Im Gespräch mit Euronews‘ Flaggschiff-Morgenprogramm Europe Today hat Litauens Premierministerin Inga Ruginienė zur EU-Einheit aufgerufen, während Ungarn das neue Sanktionenpaket gegen Russland ablehnt und Unterstützung für die Ukraine blockiert.

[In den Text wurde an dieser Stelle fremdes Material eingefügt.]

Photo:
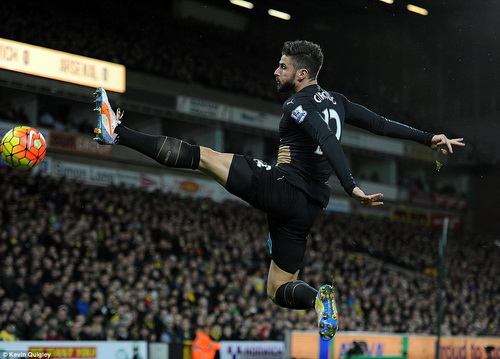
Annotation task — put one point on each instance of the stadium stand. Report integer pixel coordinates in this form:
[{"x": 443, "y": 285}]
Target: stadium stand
[{"x": 81, "y": 262}]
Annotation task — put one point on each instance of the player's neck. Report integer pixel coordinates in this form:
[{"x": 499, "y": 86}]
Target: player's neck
[{"x": 302, "y": 84}]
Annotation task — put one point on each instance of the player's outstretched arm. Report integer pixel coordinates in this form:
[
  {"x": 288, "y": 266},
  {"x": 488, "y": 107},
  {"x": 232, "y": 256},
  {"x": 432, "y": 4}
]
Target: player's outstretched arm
[
  {"x": 367, "y": 199},
  {"x": 444, "y": 145}
]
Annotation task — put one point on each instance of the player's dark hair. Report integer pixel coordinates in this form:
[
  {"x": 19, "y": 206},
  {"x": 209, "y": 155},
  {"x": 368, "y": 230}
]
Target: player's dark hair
[{"x": 305, "y": 55}]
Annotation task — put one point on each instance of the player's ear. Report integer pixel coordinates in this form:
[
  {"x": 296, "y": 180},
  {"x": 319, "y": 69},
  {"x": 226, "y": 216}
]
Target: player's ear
[{"x": 302, "y": 74}]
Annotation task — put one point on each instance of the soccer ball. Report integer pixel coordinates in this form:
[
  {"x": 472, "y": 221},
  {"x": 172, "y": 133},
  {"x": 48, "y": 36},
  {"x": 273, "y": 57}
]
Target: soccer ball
[{"x": 23, "y": 147}]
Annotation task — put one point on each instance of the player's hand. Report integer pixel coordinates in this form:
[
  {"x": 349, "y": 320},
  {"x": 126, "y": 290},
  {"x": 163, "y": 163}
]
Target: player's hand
[
  {"x": 444, "y": 145},
  {"x": 367, "y": 200}
]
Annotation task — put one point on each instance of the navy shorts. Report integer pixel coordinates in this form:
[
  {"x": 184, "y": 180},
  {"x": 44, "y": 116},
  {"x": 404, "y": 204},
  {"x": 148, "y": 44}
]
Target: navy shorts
[{"x": 290, "y": 212}]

Litauische Premierministerin Inga Ruginienė hat die Behauptungen des ungarischen Ministerpräsidenten Viktor Orbán zurückgewiesen, dass die Ukraine absichtlich russisches Öl daran hindere, Ungarn über die beschädigte Druzhba-Pipeline zu erreichen, und die Anschuldigung als „Unsinn“ bezeichnet.
„Wenn man um Sicherheit kämpft, nicht nur für Litauen, sondern für ganz Europa, solche Worte und Entscheidungen zu hören, ist das Unsinn“, sagte Ruginienė in der Euronews-Sendung Europe Today.
Ungarn blockiert das 20. Sanktionspaket der EU gegen Russland und verhindert Brüssel, der Ukraine ein Darlehen in Höhe von 90 Milliarden Euro zu gewähren, und fordert, dass Kiew die Öllieferungen durch die Pipeline wieder aufnimmt.
Kiew behauptet, dass ein Abschnitt der Pipeline in der Westukraine von einer russischen Drohne getroffen wurde, im Rahmen von Moskaus unablässiger Luftschlag-Kampagne gegen die ukrainische Infrastruktur in diesem Winter.
Die ständigen Drohnen- und Raketenangriffe Russlands haben Heizung, Wasser und Strom in Millionen von Haushalten sowie Krankenhäuser, Schulen und andere zivile Infrastrukturen bei den strengen Wintertemperaturen unterbrochen.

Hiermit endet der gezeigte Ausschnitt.